53 In Mr Crosbie's commercial opinion, which I accept, it is in the best interests of the companies' creditors that the funding be obtained from 1918 Finance. First, it will enable the administrators to operate the business and permit them to make urgent payments, and receive receipts from trade, until a decision is made about the companies' future. Second, continuing to operate the business will maximise the value of the business and the prospect that the companies, or part of their business, will continue after the administration. Third, continuing to operate the business will allow hundreds of employees to remain in employment and will avoid the crystallisation of employment termination entitlements. Fourth, if the companies cease to operate, the business' value as a going concern would be lost and any remaining components of the business would be of lesser value, significantly reducing the return to creditors.
54 Moreover, on the current material, some of which is the subject of express confidentiality orders, I am satisfied that the rights of creditors, secured and unsecured, will not be adversely affected by the companies entering into and obtaining funding under the funding deed.
55 For completeness I should also note that 1918 Finance has agreed to execute the funding deed and also supports the orders extending the convening period and limiting the administrators' personal liability as sought in the application heard by me.
56 Finally, and before discussing the relevant principles, let me turn to the question of the funding of New Zealand Vacuum Cleaner Co Ltd (the NZ entity), which is a member of the Godfreys group although incorporated in New Zealand.
57 In the ordinary course of business, the NZ entity was supplied with stock on credit by Electrical Home-Aids.

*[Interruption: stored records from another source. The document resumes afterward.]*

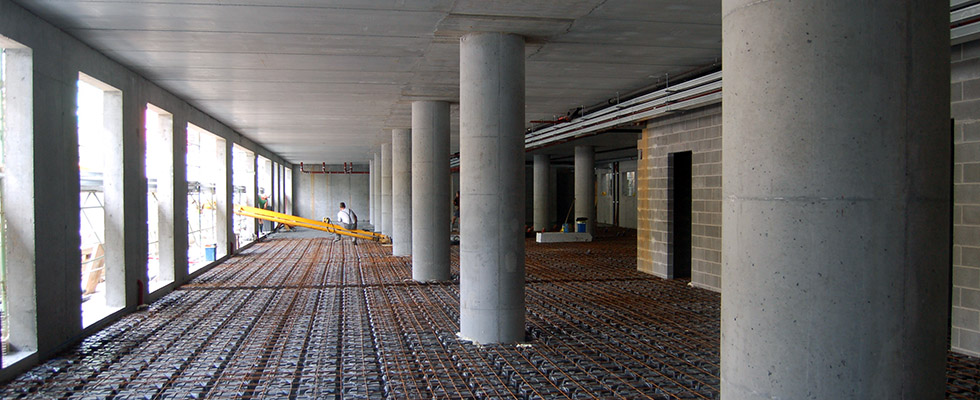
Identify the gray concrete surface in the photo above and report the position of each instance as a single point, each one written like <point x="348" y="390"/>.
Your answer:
<point x="385" y="223"/>
<point x="430" y="189"/>
<point x="401" y="192"/>
<point x="291" y="74"/>
<point x="41" y="185"/>
<point x="836" y="199"/>
<point x="585" y="186"/>
<point x="319" y="195"/>
<point x="492" y="188"/>
<point x="542" y="186"/>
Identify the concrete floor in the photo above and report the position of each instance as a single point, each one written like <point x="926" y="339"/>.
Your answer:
<point x="301" y="316"/>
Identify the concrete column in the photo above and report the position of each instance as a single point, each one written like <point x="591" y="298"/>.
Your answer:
<point x="542" y="205"/>
<point x="492" y="187"/>
<point x="386" y="189"/>
<point x="836" y="187"/>
<point x="430" y="172"/>
<point x="585" y="185"/>
<point x="401" y="192"/>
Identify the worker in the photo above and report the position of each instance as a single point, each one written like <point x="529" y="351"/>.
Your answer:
<point x="348" y="218"/>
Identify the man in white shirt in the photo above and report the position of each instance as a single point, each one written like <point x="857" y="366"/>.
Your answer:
<point x="347" y="218"/>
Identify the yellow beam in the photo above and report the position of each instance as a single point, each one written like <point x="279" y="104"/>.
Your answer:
<point x="293" y="220"/>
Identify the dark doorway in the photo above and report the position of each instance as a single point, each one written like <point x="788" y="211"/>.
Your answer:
<point x="679" y="215"/>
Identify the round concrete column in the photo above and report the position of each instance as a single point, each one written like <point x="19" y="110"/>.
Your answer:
<point x="386" y="189"/>
<point x="585" y="185"/>
<point x="836" y="187"/>
<point x="430" y="171"/>
<point x="542" y="207"/>
<point x="401" y="192"/>
<point x="491" y="276"/>
<point x="376" y="198"/>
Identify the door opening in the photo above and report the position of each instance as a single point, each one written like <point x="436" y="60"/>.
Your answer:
<point x="679" y="215"/>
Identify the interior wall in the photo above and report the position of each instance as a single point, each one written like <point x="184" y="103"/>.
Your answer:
<point x="57" y="60"/>
<point x="319" y="195"/>
<point x="698" y="131"/>
<point x="965" y="92"/>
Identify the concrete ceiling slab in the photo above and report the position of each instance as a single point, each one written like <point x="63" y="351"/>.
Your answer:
<point x="324" y="80"/>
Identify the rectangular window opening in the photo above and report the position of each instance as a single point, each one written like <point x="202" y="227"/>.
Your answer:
<point x="265" y="192"/>
<point x="18" y="317"/>
<point x="100" y="178"/>
<point x="158" y="126"/>
<point x="205" y="198"/>
<point x="243" y="177"/>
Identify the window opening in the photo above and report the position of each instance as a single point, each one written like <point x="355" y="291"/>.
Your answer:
<point x="265" y="192"/>
<point x="205" y="173"/>
<point x="159" y="196"/>
<point x="18" y="319"/>
<point x="243" y="177"/>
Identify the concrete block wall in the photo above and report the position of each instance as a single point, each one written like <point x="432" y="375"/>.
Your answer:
<point x="319" y="195"/>
<point x="698" y="131"/>
<point x="45" y="214"/>
<point x="965" y="108"/>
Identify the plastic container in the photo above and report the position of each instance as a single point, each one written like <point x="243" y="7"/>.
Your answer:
<point x="210" y="252"/>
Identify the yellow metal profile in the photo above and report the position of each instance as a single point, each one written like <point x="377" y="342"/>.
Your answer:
<point x="293" y="220"/>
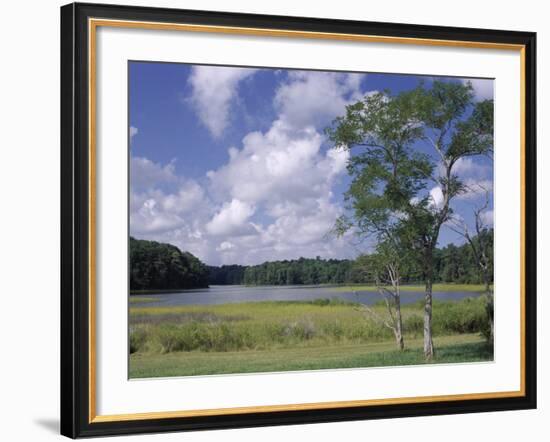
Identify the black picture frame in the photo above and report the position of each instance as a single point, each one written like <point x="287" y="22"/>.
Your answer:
<point x="75" y="221"/>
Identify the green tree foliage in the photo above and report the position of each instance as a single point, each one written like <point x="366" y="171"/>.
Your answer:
<point x="391" y="175"/>
<point x="226" y="274"/>
<point x="158" y="266"/>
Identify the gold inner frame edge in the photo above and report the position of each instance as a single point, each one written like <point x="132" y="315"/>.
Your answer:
<point x="93" y="23"/>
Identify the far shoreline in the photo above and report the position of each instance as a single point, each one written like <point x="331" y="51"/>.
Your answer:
<point x="437" y="287"/>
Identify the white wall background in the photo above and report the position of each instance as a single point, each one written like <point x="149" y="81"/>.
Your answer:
<point x="29" y="219"/>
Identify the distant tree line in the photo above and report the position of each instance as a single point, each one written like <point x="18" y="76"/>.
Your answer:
<point x="157" y="266"/>
<point x="452" y="263"/>
<point x="226" y="274"/>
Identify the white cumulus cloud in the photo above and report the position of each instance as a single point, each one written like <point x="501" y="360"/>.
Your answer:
<point x="315" y="98"/>
<point x="483" y="88"/>
<point x="232" y="219"/>
<point x="213" y="90"/>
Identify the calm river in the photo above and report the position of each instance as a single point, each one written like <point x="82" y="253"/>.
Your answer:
<point x="238" y="293"/>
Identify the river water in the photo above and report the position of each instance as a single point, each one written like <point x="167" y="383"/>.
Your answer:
<point x="224" y="294"/>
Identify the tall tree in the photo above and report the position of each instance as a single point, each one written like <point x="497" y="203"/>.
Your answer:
<point x="391" y="169"/>
<point x="481" y="245"/>
<point x="386" y="267"/>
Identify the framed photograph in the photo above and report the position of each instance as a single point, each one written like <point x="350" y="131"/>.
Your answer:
<point x="275" y="220"/>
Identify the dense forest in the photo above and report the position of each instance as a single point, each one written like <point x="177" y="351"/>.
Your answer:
<point x="454" y="264"/>
<point x="156" y="266"/>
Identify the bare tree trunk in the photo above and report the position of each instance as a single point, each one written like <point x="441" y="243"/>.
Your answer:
<point x="428" y="340"/>
<point x="399" y="324"/>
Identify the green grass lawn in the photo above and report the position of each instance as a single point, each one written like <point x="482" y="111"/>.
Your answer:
<point x="295" y="335"/>
<point x="474" y="288"/>
<point x="449" y="349"/>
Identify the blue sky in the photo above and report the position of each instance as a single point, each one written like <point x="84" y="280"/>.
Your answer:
<point x="232" y="164"/>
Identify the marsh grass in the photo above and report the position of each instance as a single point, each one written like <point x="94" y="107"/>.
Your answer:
<point x="450" y="349"/>
<point x="470" y="288"/>
<point x="274" y="325"/>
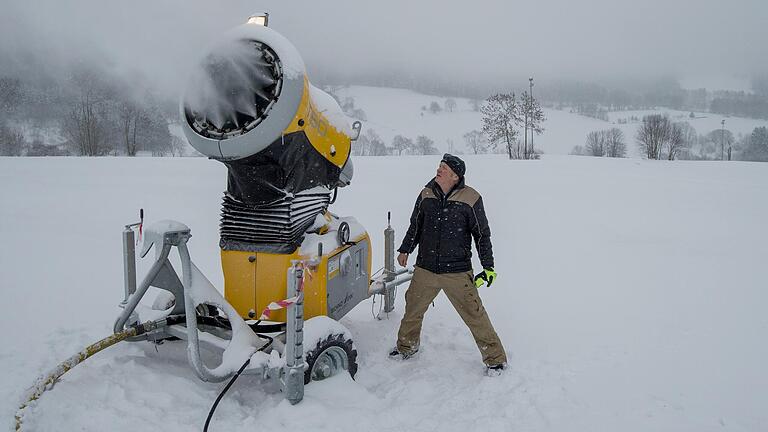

The amount owing was recorded in the books and records of Electrical Home-Aids and the NZ entity as an amount owing to Electrical Home-Aids.
58 The NZ entity is likely to be able to meets its administration debts and liabilities in the ordinary course. However, it is possible that the NZ entity may require support from Electrical Home-Aids by being supplied goods on credit or by cash transfers from Electrical Home-Aids during the administrations.
59 Accordingly, the administrators seek orders permitting Electrical Home-Aid to supply and fund the NZ entity in order to enable the NZ entity to continue to trade. The orders also provide for related relief from personal liability.
60 Mr Crosbie believes that the continued trading of the NZ entity will give the best possible chance for the business as a whole to be sold as a going concern, thereby maximising the potential return to creditors.
61 No other funding has been offered to the NZ administrators in respect of the NZ entity, including from 1918 Finance.
62 If the NZ entity ceases to operate, the value of that business as a going concern would be lost and any remaining components of the business would be of lesser value, reducing significantly the return to creditors in New Zealand.
63 The NZ entity's operations are an integral part of the Godfreys group and its business. Any diminution in the value of the NZ entity's business will cause a consequent diminution in the value of the business as a whole. Now even though funding and supply of the NZ entity by Electrical Home-Aids may lead initially to fewer assets being available for distribution to creditors of Electrical Home-Aids, funding and supply of the NZ entity will assist to preserve the overall value of the business.
64 Accordingly, it is said that it is in the best interests of the creditors of Electrical Home-Aids that the administrators and Electrical Home-Aids be permitted to fund and supply the NZ entity. Further, a direction is sought that the administrators are justified and acting reasonably in entering such funding and supply arrangements.